Bone Therapeutics : la thérapie cellulaire des fractures en Bourse


Bone Therapeutics développe un traitement innovant pour la réparation des fractures osseuses basé sur la thérapie cellulaire, une approche que la société de biotechnologies belge veut décliner sur le marché de la prévention des fractures. Elle souhaite lever jusqu'à 38 millions d'euros pour financer ses études cliniques. L'opération est éligible au PEA et au PEA PME.  

IPO de Bone Therapeutics : introductin en Bourse entre 14,5 et 16,5 euros par action

Bientôt la fin des fractures du fémur ou du tibia qui ne guérissent jamais ? Bone Therapeutics, société de biotechnologies belge créée en 2006 par deux spécialistes des maladies osseuses, veut entrer en Bourse simultanément à Paris et Bruxelles pour introduire sur le marché des traitements innovants visant à guérir ou prévenir des fractures souvent incurables par les thérapies actuelles.

« Technologie de rupture »

Tout le concept est basé sur la remise en marche des processus de reconstruction de l’os. « Bone Therapeutics développe une technologie de rupture qui vise à changer la manière dont les fractures seront traitées dans le futur, expose Enrico Bastianelli, co-fondateur et directeur général de la société de biotechnologies. L’approche consiste à utiliser des cellules vivantes comme médicament, mais pas simplement des cellules souches. Nous sommes les seuls en mesure de produire des ostéoblastes ou cellules osseuses différenciées capables de former de l’os. Leur profil de risque est plus sûr car elles n’ont pas d’activité indésirable, contrairement aux cellules souches indifférenciées. » Cette spécificité permet au management de revendiquer une avance « de plusieurs années » vis-à-vis des programmes de recherche concurrents.

L’innovation est de taille, un véritable « changement de paradigme » pour Enrico Bastianelli. Elle permet d’éviter la chirurgie ouverte sur des fractures et son lot de complications potentielles. « Le praticien effectue une toute petite incision avant d’injecter localement les cellules sur le site de fracture, afin de remplacer les cellules manquantes ou déficientes. L’intervention dure 20 minutes en chirurgie ambulatoire (le patient sort le jour-même de l’intervention, NDLR), sans hospitalisation prolongée », explique-t-il. L’action des cellules administrées permet de combler les vides osseux au bout de quelques mois.
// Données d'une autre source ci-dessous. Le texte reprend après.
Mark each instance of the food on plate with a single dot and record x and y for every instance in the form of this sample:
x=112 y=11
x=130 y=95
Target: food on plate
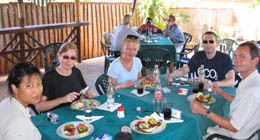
x=69 y=130
x=148 y=83
x=78 y=104
x=91 y=103
x=147 y=124
x=82 y=129
x=204 y=98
Réparation et prévention des fractures

Société de recherche qui a toujours enregistré des pertes depuis sa création, Bone Therapeutics ne dispose pour l’heure d’aucun produit en vente sur le marché. Son portefeuille se compose de cinq candidats-médicaments dont trois sur des indications de réparation des fractures et deux ciblant la prévention. Sur le marché de la réparation, ses études cliniques ciblent deux grands segments : d’une part la réparation de fractures sévères, celles qui ne guérissent jamais en raison d’une pseudarthorse (non-union en anglais) ou absence de consolidation des fragments osseux entre eux ; d’autre part le retard de consolidation où, au bout de plusieurs mois, l’os ne présente toujours pas de réparation satisfaisante. Ce segment, pour lequel aucun traitement n’existe à ce jour – les chirurgiens orthopédistes attendent la guérison et ne traitent pas, selon Bone Therpeutics ! – représente un marché d’un million de cas par an.
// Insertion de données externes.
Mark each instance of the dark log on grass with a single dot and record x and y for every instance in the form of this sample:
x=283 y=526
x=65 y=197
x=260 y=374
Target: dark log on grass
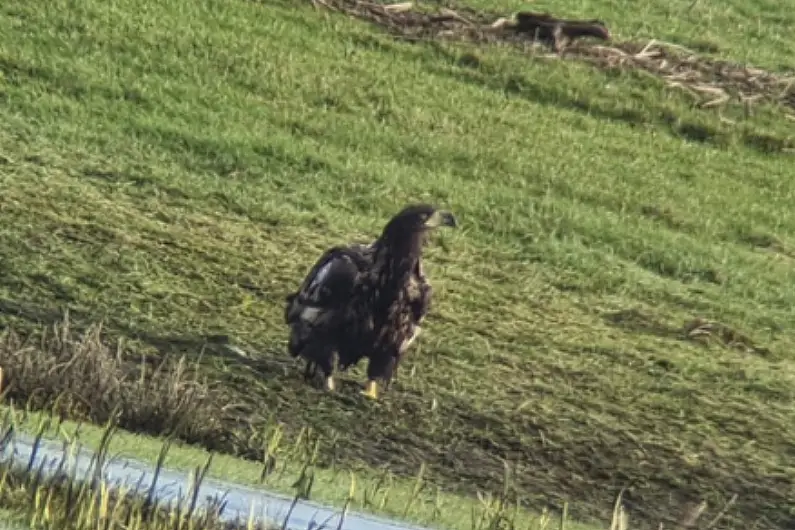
x=557 y=31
Sur le marché de la prévention, le produit le plus avancé vise à retarder ou éviter la pose de prothèses de hanche chez les hommes. Les résultats cliniques dits de phase IIb ont démontré un ralentissement de la progression de l’ostéonécrose, maladie qui se manifeste par un effondrement de la tête fémorale. L’autre traitement à l’étude a pour objectif de prévenir la perte de masse osseuse pour les 10 millions de patients souffrant d’ostéoporose réfractaire, qui ne répondent aux traitements existants.
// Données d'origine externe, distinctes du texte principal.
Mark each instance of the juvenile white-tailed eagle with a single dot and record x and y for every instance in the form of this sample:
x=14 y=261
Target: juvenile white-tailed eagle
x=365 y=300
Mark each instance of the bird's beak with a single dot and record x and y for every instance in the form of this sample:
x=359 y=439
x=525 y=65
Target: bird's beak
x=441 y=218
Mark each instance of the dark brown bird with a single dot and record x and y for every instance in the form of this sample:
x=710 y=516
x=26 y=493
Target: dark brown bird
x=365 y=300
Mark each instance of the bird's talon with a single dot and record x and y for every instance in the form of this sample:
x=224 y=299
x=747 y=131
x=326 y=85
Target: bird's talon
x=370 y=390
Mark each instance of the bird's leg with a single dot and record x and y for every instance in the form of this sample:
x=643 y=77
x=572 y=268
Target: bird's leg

1ère commercialisation au mieux en 2019

L’introduction en Bourse sur Euronext Paris et Euronext Bruxelles vise principalement à financer les programmes cliniques de la société pour les trois ou quatre ans à venir, soit au moins jusqu’à la fin 2017. Les traitements les plus avancés (traitements de l’ostéonécrose et de la pseudarthorse) vont faire l’objet d’essais cliniques aux Etats-Unis à partir de 2016, qui mobiliseront 20% des fonds levés. Le DG Enrico Bastianelli vise une mise sur le marché de ses premiers produits, et les revenus induits, « à l’horizon 2019-2020 ». La distribution pourrait s’effectuer en direct sans partenaire commercial en Europe, sauf sur le segment de l’ostéoporose. Aux-Etats-Unis et au Japon, la recherche d’un partenariat sera systématisée.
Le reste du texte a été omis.